Assignment of Values to the Constants of an Enumerate
In C language, it is possible to assign values to the constants of an enumerated type. This can be done in a direct way:
enum {
CONSTANT_1 = 1,
CONSTANT_2 = 2,
CONSTANT_3 = 3,
...
CONSTANT_N = N
};
The assignment of values to the constants of an enumerated type can also be done in a partial way. In doing so, the compiler's behavior is to automatically assign successive values starting from the last assigned value. For example:
enum week_day {
MONDAY = 1,
TUESDAY, /* 2 */
WEDNESDAY, /* 3 */
THURSDAY = 10,
FRIDAY, /* 11 */
SATURDAY, /* 12 */
SUNDAY /* 13 */
};
In the example, what happens is that the compiler assigns 1 to MONDAY; subsequently, since no value has been assigned to TUESDAY, the compiler assigns 2, that is the value immediately following the last assigned value. The same applies to WEDNESDAY. To THURSDAY is assigned 10 and, from that point on, the compiler assigns the successive values.
Assignment of Partial Values to the Constants of an Enumerate
In C language, it is possible to assign partial values to the constants of an enumerated type. In that case, the compiler will automatically assign the successive values starting from the last assigned value.
enum {
CONSTANT_1 = 1,
CONSTANT_2, /* 2 */
CONSTANT_3, /* 3 */
...
CONSTANT_N /* N */
};
Avoid Partial Assignments
Our advice on the style to adopt in assigning values to the constants of an enumerated type is to avoid partial assignments. In other words, either leave all constants without value, or assign values to all constants.
This is because, in case of partial assignments, we could introduce errors that are difficult to identify.
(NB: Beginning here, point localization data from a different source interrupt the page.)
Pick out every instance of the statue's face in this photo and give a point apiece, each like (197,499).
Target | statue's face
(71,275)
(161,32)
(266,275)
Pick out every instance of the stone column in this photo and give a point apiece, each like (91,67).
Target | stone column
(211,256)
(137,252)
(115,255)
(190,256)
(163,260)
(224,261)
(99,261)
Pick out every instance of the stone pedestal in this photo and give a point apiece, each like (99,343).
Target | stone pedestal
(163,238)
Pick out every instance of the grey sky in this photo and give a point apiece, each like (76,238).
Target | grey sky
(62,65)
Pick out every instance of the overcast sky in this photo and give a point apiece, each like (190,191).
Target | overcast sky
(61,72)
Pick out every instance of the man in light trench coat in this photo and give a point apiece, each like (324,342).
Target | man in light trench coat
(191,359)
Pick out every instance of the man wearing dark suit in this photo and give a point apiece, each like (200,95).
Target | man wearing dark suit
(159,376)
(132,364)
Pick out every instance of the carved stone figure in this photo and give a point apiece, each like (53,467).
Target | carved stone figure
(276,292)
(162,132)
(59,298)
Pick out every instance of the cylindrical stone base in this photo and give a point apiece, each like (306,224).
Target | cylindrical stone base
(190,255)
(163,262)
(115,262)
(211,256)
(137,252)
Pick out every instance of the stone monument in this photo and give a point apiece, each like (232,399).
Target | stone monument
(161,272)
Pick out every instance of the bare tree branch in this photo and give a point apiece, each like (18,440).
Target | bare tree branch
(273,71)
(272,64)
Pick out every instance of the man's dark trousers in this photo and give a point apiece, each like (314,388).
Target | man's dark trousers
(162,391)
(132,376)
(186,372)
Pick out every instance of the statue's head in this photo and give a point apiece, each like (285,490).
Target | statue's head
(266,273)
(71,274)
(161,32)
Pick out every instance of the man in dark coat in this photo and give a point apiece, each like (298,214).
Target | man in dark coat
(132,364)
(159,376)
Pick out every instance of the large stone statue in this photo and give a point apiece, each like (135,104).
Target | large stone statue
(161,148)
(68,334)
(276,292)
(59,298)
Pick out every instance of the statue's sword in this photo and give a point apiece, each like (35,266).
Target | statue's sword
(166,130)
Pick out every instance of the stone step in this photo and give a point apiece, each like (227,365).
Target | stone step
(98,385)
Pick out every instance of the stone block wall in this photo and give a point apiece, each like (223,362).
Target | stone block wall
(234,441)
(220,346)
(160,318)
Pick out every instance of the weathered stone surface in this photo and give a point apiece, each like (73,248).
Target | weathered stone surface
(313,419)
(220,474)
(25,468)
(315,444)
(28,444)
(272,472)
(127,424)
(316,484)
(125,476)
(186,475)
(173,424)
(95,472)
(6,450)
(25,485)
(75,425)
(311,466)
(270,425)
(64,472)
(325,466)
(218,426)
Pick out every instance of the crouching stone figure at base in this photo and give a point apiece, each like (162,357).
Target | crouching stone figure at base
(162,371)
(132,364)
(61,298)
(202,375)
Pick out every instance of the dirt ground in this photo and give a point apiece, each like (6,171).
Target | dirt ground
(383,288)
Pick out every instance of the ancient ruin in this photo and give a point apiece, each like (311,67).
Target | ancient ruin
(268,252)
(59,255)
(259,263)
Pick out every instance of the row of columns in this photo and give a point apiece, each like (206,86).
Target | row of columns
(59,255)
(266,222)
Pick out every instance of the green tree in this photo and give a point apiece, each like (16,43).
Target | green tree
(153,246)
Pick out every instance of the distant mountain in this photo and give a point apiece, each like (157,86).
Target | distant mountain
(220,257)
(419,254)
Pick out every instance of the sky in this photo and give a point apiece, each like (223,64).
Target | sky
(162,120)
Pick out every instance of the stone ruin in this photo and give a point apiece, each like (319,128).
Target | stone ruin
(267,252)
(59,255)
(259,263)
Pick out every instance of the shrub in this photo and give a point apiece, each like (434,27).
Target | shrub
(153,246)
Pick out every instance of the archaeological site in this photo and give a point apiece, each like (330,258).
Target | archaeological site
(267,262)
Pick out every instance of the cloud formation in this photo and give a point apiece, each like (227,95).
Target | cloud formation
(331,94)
Being enumerated types, essentially, hidden integers, we can perform on them all the typical operations of integers.
For example:
enum week_day day = MONDAY;
day++; /* TUESDAY */
The great power also lies in the fact that we can use enumerates in a switch statement or in a conditional expression if. For example, we can create a simple function to print the day with a switch:
void print_day(enum week_day day) {
switch (day) {
case MONDAY:
printf("Monday\n");
break;
case TUESDAY:
printf("Tuesday\n");
break;
case WEDNESDAY:
printf("Wednesday\n");
break;
case THURSDAY:
printf("Thursday\n");
break;
case FRIDAY:
printf("Friday\n");
break;
case SATURDAY:
printf("Saturday\n");
break;
case SUNDAY:
printf("Sunday\n");
break;
default:
printf("Invalid day\n");
}
}
Enumerates as Determinants of a Mixed Structure
In the previous lesson we studied unions and we saw how to use them to build Mixed Data Structures. These are structures that contain fields of different types and that can be used to represent heterogeneous data.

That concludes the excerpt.